The experimental results proved that ALG can reduce the secretion of T cell-related inflammatory cytokines in the cerebrospinal fluid and serum of EAE model rats.

The toxicity evaluation of embodiment 4ALG to EAE model rat

(1) Toxicity evaluation of ALG on EAE model rats: In order to further evaluate the safety of ALG in rats, the animals were sacrificed after drug treatment, and the hearts and livers of rats in the normal control group, model control group and ALG treatment group were collected. , spleen, lung, kidney.

(2) Fix and embed the collected tissues, and perform HE staining after sectioning.

(3) Pathological analysis was performed on the tissue sections of rats in each group, and the results showed that there was no significant difference in heart, liver, spleen, lung and kidney tissues of rats in each group ( FIG. 5 ).

The experimental results proved that intravenous administration of ALG had no obvious toxicity to EAE rats.

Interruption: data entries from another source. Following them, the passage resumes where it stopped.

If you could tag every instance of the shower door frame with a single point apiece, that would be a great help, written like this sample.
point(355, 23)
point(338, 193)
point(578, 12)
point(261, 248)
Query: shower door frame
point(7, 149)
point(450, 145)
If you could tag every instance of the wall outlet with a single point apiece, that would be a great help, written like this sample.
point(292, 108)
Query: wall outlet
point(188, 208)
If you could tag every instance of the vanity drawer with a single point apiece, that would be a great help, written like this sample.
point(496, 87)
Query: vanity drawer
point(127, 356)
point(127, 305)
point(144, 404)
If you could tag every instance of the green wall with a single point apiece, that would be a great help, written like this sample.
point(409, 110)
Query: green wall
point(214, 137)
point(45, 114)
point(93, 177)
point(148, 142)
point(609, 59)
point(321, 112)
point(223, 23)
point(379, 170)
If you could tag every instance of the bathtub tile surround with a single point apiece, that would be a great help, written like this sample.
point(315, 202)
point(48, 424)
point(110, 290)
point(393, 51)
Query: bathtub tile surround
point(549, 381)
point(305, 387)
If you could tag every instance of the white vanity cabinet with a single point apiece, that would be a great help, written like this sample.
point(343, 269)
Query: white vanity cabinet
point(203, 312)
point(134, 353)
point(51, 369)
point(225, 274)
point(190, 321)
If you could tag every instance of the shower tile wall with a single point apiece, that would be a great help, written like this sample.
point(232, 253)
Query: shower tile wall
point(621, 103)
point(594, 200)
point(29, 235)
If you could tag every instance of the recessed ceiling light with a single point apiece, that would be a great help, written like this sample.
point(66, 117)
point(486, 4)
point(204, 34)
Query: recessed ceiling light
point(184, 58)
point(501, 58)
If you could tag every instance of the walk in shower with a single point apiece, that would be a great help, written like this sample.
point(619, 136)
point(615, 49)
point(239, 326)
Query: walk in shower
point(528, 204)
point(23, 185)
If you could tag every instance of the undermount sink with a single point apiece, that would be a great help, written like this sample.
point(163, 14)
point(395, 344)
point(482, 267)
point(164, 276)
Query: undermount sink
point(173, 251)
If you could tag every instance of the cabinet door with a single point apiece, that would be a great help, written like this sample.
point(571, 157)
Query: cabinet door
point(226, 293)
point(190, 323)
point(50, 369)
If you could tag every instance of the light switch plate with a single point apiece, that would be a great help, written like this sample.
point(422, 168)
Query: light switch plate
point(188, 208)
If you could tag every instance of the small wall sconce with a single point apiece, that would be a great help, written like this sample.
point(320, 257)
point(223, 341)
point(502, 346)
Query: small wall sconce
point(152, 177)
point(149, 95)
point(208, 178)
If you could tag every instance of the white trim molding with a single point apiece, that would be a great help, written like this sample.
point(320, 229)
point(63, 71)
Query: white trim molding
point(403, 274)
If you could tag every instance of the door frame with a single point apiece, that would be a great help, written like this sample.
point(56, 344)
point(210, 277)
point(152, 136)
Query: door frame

It should be understood that the embodiments of the present invention are not limited by the above examples, and any other changes, modifications, substitutions, combinations, and simplifications that do not deviate from the spirit and principles of the present invention should be equivalent replacement methods , are all included within the protection scope of the present invention.

Claims (6)

1. Application of anti-lymphoid/thymocyte globulin in the preparation of drugs for treating neurological autoimmune diseases. 2. application according to claim 1, is characterized in that: described anti-lymphoid/thymocyte globulin comprises anti-human T cell pig immunoglobulin, rabbit anti-human thymocyte immunoglobulin, horse anti-human thymocyte globulin protein and rabbit anti-human lymphocyte immunoglobulin. 3. The application according to claim 1, characterized in that: said nervous autoimmune diseases include multiple sclerosis, optic neuromyelitis, autoimmune encephalitis, diffuse sclerosis, acute transverse myelitis, concentric myelitis sclerosis and myasthenia gravis. 4. The application according to any one of claims 1-3, characterized in that: the application does not include the preparation of medicines for hematopoietic stem cell transplantation therapy. 5. A medicine for treating nervous autoimmune diseases, characterized in that it contains anti-lymphoid/thymocyte globulin. 6. The medicine according to claim 5, characterized in that it comprises anti-lymphoid/thymocyte globulin pharmaceutically acceptable carrier or excipient.